Tuesday, May 25, 2010

Whitetop biking; more of.

First of all, a limax maximus, or a great gray slug, as found under one of the planters outside. The hole on the side of its upper torso is a breathing hole!

Secondly, this is going to be another short post, since my folks are down here this week, and 've got packing/cleaning/etc to do before leaving for the farm.

Elrin and I biked down Whitetop again, 17 miles that took us about 4 hours. Shuttle: 26$. Experiences: priceless.

It is impossible to describe the beauty of the region in words, and do it justice. There is about fifty different kinds of green in any one direction, and rocks, gray and brown and pink, jut out ever which way, threatening the trail. Rhododendrons have finished blooming, but there are cancerweeds, and mountain dandelions, and mountain laurel. The bugs are plentiful: not only the biting gnats and mosquito larvae in the stillpools beyond the mountain river, but millipedes, massive swallowtail butterflies, and others, whose names are a mystery.

There was a spot along the river, where the afore-mentioned butterflies converged to drink. They were not skittish at all, and we've actually gotten to pet one on its fuzzy back.

River cuts through rock, leaving water-smoothed boulders in its wake. Under the trees, these begin to be consumed by moss so green that it hurts the eye. In a hollow of one such boulder, we discover a clump of grass studded with little blue stars. Quaker Ladies.

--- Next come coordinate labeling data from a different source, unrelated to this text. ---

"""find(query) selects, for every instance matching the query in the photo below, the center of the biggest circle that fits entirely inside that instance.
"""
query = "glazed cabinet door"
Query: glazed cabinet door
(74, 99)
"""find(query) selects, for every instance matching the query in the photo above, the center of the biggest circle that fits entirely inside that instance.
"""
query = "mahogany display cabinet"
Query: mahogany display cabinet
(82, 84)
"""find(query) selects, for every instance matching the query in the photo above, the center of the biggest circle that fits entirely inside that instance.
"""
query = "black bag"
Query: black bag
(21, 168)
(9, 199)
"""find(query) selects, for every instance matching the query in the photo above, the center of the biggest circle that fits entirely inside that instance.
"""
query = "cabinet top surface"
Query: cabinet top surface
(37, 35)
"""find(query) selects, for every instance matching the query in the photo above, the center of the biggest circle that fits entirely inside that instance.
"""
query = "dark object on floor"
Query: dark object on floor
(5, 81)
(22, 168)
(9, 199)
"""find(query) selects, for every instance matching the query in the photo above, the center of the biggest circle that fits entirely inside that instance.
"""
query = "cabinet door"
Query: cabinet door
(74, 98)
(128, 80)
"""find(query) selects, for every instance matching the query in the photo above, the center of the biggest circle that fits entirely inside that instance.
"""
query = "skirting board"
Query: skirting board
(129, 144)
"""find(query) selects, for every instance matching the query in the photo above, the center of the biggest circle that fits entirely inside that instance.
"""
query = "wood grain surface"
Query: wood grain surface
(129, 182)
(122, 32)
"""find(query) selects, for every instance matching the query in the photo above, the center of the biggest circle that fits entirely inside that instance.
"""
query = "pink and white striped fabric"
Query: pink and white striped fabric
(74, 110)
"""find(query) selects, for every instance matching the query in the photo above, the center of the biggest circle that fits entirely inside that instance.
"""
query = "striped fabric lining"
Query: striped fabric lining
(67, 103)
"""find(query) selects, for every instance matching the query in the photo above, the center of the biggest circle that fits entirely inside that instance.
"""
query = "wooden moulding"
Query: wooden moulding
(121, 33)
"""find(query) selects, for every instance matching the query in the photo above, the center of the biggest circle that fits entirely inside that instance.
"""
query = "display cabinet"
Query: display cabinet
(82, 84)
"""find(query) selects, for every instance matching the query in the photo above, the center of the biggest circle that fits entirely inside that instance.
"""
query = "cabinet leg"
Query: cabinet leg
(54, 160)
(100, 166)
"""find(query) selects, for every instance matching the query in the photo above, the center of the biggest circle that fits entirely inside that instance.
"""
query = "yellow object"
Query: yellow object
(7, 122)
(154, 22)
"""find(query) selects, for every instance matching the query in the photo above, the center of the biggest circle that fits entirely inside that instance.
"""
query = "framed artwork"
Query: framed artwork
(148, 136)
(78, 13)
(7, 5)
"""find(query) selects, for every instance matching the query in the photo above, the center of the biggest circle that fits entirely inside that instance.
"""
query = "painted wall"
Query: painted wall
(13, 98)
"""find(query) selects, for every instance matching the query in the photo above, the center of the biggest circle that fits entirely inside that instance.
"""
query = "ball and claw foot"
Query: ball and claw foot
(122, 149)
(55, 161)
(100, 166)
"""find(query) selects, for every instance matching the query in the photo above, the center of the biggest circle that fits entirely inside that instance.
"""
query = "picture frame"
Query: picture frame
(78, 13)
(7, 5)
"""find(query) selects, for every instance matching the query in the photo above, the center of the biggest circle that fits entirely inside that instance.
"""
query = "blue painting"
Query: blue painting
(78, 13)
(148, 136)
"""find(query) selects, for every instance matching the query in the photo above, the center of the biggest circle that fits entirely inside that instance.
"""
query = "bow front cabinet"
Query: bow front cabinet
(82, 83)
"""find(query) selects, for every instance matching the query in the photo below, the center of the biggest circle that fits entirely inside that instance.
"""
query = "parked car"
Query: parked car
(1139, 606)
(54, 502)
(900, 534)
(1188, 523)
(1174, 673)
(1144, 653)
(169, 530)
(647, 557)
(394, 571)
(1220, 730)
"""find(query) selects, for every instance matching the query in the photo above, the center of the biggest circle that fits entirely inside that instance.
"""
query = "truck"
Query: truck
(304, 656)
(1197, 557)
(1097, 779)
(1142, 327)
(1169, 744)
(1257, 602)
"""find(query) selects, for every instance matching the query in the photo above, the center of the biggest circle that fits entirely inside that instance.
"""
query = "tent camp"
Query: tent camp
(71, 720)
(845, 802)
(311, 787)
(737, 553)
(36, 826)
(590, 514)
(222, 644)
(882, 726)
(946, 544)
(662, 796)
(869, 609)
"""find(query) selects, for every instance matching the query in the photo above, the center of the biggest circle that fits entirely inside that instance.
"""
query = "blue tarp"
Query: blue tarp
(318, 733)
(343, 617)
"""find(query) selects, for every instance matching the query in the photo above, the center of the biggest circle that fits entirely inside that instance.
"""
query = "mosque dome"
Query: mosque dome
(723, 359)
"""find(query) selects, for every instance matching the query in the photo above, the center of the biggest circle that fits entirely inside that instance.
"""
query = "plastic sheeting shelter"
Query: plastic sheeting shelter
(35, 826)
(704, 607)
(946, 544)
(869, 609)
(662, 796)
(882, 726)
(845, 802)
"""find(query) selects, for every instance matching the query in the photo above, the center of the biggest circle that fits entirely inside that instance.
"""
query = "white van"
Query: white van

We see a snake at one of the bridges, a slow, brown-black-rat-snake, about to shed. It escapes the attention unhurriedly, heading down into the beaver dam below.

Elrin’s bike keeps breaking, but since we’ve got all the tools needed in my backpack, I don’t mind. It’s another excuse to poke around in the crevices of the rocks. We meet bikers by the handful, and hikers with massive backpacks that go all day, and stay, at night, on the occasional small openings with fire pits.

Light is filtered through the branches above at all times, playing tricks of lemon-yellow in the grayness of shade. There is no god. There is, however, the natural world—a thing infinitely superior in its magnificence.